There are major national players with a large customer base in all sectors: in the banking sector, for example, the State Bank of India (SBI) with about 400 million customers, over 24,000 branches in India and a global footprint in another 35 countries. In the telecommunications sector, Reliance Jio has more than 400 million customers, India’s largest online grocery retailer BigBasket has over 10 million registered users, the product range includes 20,000 products, and about 1 million orders are delivered each month. The airline IndiGo with a market share of almost 50% in domestic flights, a total of about 65 million passengers (about half of the figures at Lufthansa). The largest online travel agency platform MakeMyTrip sells about 15 million bookings or travel packages annually, with about 20 million users active via desktop and another 25 million via mobile.
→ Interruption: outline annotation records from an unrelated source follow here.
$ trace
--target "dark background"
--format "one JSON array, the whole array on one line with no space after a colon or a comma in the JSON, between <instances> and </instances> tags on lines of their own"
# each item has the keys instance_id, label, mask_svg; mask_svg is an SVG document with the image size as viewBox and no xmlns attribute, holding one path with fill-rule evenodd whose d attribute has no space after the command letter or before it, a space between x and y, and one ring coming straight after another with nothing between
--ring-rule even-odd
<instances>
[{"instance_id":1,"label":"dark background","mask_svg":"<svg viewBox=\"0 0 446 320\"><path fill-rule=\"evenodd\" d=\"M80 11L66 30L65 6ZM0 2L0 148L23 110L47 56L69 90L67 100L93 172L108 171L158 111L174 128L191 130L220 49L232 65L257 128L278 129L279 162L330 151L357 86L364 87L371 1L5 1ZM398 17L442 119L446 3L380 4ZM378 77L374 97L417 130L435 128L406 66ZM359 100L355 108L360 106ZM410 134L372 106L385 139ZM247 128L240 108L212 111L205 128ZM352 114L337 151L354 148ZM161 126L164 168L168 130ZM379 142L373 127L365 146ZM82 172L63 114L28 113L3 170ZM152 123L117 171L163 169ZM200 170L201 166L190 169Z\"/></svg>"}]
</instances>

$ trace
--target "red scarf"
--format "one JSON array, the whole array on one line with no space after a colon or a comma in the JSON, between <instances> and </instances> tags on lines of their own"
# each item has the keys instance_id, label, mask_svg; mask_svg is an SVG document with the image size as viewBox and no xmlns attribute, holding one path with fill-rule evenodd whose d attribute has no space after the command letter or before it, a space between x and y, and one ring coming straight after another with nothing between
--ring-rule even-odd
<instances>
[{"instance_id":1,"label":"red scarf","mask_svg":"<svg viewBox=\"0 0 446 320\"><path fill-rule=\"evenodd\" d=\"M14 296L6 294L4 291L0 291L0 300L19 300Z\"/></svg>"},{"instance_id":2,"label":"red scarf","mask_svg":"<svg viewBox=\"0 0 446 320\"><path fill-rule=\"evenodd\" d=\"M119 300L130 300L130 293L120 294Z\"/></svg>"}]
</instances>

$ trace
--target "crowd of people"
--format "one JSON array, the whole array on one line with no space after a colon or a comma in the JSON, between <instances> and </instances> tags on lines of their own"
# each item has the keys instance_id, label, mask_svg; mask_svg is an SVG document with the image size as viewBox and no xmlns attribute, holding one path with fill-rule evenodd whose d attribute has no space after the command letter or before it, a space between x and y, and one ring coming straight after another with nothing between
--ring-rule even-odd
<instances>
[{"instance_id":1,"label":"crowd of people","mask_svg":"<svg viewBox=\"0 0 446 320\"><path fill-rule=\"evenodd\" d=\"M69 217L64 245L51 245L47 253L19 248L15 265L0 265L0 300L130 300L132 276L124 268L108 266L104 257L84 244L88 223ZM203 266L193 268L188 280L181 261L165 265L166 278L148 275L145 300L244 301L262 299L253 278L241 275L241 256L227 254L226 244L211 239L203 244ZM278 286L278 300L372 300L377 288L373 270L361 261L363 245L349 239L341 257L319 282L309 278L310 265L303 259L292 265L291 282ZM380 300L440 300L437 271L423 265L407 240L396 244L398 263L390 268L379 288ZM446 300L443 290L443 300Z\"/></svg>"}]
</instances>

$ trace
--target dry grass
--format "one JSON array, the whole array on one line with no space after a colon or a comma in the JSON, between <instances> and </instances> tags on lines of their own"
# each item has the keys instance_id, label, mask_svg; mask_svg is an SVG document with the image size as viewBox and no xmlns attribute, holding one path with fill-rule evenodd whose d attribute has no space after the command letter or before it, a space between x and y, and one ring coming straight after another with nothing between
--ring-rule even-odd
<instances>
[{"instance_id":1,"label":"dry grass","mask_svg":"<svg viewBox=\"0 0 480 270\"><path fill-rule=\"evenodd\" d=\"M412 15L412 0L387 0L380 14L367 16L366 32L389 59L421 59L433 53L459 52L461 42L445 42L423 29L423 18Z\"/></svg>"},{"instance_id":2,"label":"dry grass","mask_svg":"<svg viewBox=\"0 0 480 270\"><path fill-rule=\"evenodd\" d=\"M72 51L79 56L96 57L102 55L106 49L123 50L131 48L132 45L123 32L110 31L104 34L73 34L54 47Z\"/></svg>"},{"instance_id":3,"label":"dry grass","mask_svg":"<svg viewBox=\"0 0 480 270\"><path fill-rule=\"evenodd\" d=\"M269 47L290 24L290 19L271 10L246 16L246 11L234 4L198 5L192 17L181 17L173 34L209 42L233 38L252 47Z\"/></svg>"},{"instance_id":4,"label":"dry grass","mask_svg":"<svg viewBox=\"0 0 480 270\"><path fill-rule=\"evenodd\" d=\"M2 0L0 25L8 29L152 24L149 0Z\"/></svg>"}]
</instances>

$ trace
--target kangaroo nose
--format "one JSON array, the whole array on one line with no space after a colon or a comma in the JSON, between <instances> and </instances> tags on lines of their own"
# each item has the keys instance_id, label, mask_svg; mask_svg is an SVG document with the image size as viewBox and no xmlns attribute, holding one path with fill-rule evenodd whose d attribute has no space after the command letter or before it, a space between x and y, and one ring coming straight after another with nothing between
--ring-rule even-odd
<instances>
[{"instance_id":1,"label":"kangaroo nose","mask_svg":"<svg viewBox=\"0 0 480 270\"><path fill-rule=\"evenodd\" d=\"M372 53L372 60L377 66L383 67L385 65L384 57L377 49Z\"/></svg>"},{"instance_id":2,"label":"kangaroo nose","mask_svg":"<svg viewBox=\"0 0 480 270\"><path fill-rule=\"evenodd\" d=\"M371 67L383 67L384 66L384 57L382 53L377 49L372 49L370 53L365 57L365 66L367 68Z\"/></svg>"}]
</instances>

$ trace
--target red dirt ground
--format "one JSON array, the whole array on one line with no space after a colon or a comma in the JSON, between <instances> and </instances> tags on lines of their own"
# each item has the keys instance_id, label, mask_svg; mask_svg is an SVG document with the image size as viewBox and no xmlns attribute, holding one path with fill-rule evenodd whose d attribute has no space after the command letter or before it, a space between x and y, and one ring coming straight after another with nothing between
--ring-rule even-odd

Of course, the European economic area and India are different in many respects, the cultural context is different, the weaker purchasing power of India consumers causes different demand patterns, different requirements for products and services; however, the urban middle class is increasingly converging towards the western pattern in lifestyle and consumer behaviour. Besides, India and Europe are well comparable in terms of language and cultural diversity, and it is precisely this heterogeneity that must be reflected in data strategy and data science models anyway. This heterogeneity can therefore be a decisive advantage: The sooner these analytical models take other cultural contexts and other demand patterns into account, the more universally applicable they can be.

The vision of such an Indo-European cooperation should not only be supported by companies, the government can also make a decisive contribution here. To date, India does not yet have a data strategy or AI strategy, let alone an ambitious program that is even remotely comparable to China’s AI strategy. I had the opportunity to discuss this issue in a small group with one of the government spokespersons, Mr. Nalin Satyakam Kohli (Supreme Court Advocate and National Speaker of BJP). He indicated that work is being done on it, in short: there is a possibility to influence, there is a willingness to talk. It is clear that such a cooperation would create a clear win-win situation from which not only the cooperation partners involved, the Indian IT industry (as implementation partner) and the economic development of India would benefit. And of course the European partners.

And did you know: In the issue of The Economist of April 4th, 2020 you could read that among the TOP10 Global Unicorns there is also an Indian start-up, namely the FinTech company One97 Communication. There is no European company among the TOP10, but 4 unicorns from China, 4 from the USA and one from Singapore.

Sebastian Zang
Author

The author is a manager in the software industry with international expertise: Authorized officer at one of the large consulting firms - Responsible for setting up an IT development center at the Bangalore offshore location - Director M&A at a software company in Berlin.